Friday, July 14th 2017

Windows 10 Process-Termination Bug Slows Down Mighty 24-Core System to a Crawl

So, you work for Google. Awesome, right? Yeah. You know what else is awesome? Your 24-Core, 48-thread Intel build system with 64 GBs of ram and a nice SSD. Life is good man. So, you've done your code work for the day on Chrome, because that's what you do, remember? (Yeah, that's right, it's awesome). Before you go off to collect your google-check, you click "compile" and expect a speedy result from your wicked fast system.

Only you don't get it... Instead, your system comes grinding to a lurching halt, and mouse movement becomes difficult. Fighting against what appears to be an impending system crash, you hit your trusty "CTRL-ALT-DELETE" and bring up task manager... to find only 50% CPU/RAM utilization. Why then, was everything stopping?

If you would throw up your arms and walk out of the office, this is why you don't work for Google. For Google programmer Bruce Dawson, there was only one logical way to handle this: "So I did what I always do - I grabbed an ETW trace and analyzed it. The result was the discovery of a serious process-destruction performance bug in Windows 10."
This is an excerpt from a long, detailed blog post by Bruce titled "24-core CPU and I can't move my mouse" on his Wordpress blog randomascii. In it, he details a serious new bug that is only present in Windows 10 (not other versions). Process destruction appears to be serialized.

What does that mean, exactly? It means when a process "dies" or closes, it must go through a single thread to handle this. In this critical part of the OS which every process must eventually partake in, Windows 10 is actually single threaded.

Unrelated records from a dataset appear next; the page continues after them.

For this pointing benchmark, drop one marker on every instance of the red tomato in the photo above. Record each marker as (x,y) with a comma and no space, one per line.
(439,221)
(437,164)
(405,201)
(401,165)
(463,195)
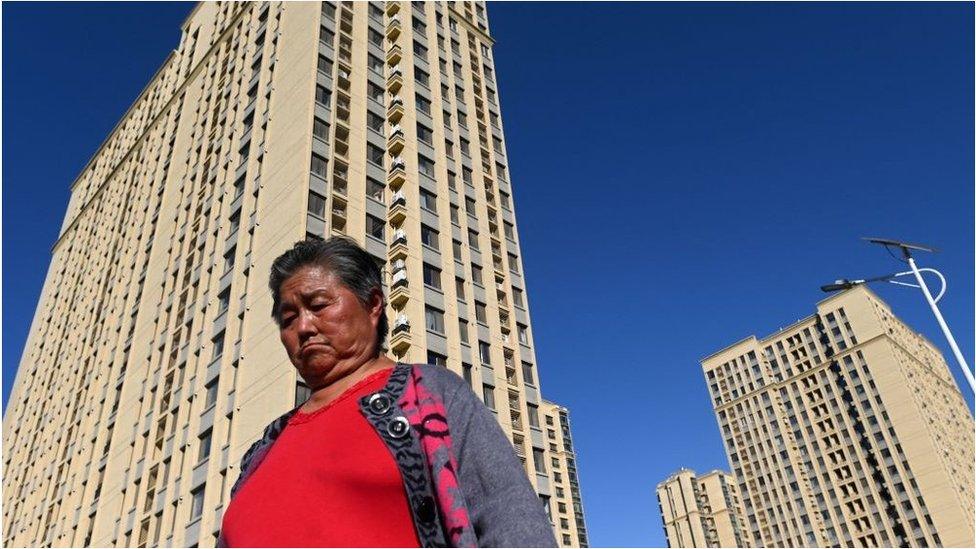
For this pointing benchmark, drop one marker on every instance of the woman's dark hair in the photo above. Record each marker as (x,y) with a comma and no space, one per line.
(352,265)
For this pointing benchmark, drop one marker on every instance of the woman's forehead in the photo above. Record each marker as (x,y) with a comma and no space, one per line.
(309,280)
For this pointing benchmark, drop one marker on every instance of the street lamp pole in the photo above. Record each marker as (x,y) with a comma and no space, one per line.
(942,324)
(917,272)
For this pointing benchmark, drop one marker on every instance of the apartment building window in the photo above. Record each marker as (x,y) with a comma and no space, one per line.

To be fair, this is not a normal issue an end user would encounter. But developers often spawn lots of processes and close them just as often. They use high-end multi-core CPUs to speed this along. Bruce notes that in his case, his 24-core CPU only made things worse, as it actually caused the build process to spawn more build processes, and thus, even more had to close. And because they all go through the same single threaded queue, the OS grinds to a halt during this operation, and performance peak is never realized.

As for whether this is a big bug if you aren't a developer: Well that's up for debate. Certainly not directly, I'd wager, but as a former user of OS/2 and witness to Microsoft's campaign against it back in the day, I can't help but be reminded of Microsoft FUD surrounding OS/2's SIQ issue that persisted even years after it had been fixed. Does this not feel somewhat like sweet, sweet karma for MS from my perspective? Maybe, but honestly, that doesn't help anyone.

Hopefully a fix will be out soon, and unlike the OS/2 days, the memory of this bug will be short lived.
Source: randomascii Wordpress Blog
Add your own comment

107 Comments on Windows 10 Process-Termination Bug Slows Down Mighty 24-Core System to a Crawl

#51
FordGT90Concept
"I go fast!1!11!1!"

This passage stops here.